Comparing Simulation Output, Employing the Default Parameter Set, to What Is Known or Expected from a Real Infection
(A) Varying the initial infectious dose of Vir has no effect on persistent levels of latently infected virtual B cells (BLat). The initial infectious dose is the average number of Vir deposited at each mesh point (node) on the surface of the virtual lymphoepithelium. The simulation was run as described in Figure 4A, except the initial infectious dose of Vir was varied from 0.1 to 10 as shown (the default level is 0.7). Since there are 16,205 surface mesh points, this translates into a total infectious dose ranging from 1.6 × 103 to 1.6 × 105.

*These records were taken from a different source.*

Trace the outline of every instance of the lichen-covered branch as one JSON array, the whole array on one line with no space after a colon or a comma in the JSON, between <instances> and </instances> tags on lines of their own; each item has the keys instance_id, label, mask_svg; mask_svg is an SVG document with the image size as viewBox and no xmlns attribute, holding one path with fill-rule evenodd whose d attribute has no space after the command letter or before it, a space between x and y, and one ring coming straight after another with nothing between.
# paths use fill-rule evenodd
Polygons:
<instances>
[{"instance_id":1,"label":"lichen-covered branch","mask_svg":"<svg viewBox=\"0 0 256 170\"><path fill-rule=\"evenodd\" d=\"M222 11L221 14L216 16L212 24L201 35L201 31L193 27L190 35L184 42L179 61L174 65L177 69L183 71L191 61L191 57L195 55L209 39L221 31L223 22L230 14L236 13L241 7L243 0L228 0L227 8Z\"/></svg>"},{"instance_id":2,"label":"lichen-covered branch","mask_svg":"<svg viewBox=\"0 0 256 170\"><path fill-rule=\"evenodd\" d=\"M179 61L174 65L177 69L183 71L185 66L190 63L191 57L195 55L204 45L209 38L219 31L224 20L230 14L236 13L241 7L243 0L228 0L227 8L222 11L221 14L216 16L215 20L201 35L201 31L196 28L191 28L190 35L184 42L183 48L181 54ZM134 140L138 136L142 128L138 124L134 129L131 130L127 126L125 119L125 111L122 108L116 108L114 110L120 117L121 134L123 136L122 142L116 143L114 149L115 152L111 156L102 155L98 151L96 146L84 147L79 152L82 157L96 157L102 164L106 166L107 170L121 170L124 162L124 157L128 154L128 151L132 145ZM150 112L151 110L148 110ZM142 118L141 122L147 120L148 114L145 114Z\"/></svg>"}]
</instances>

(B) Epithelial cell amplification has no effect on persistent levels of latently infected virtual B cells (BLat). Epithelial cell amplification of Vir was simulated by adding an additional amount of Vir at each time step. The virtual amplification achieved varied from none to 2 × 104.
(C) Persistence is highly sensitive to the rate of Vir reactivation. The simulation was run as described in Figure 4A, except the percentage of latently infected virtual B cells (BLat) that initiate Vir replication upon return to the Waldeyer ring was varied as shown (the default percentage is 0.05% based on data from [16]).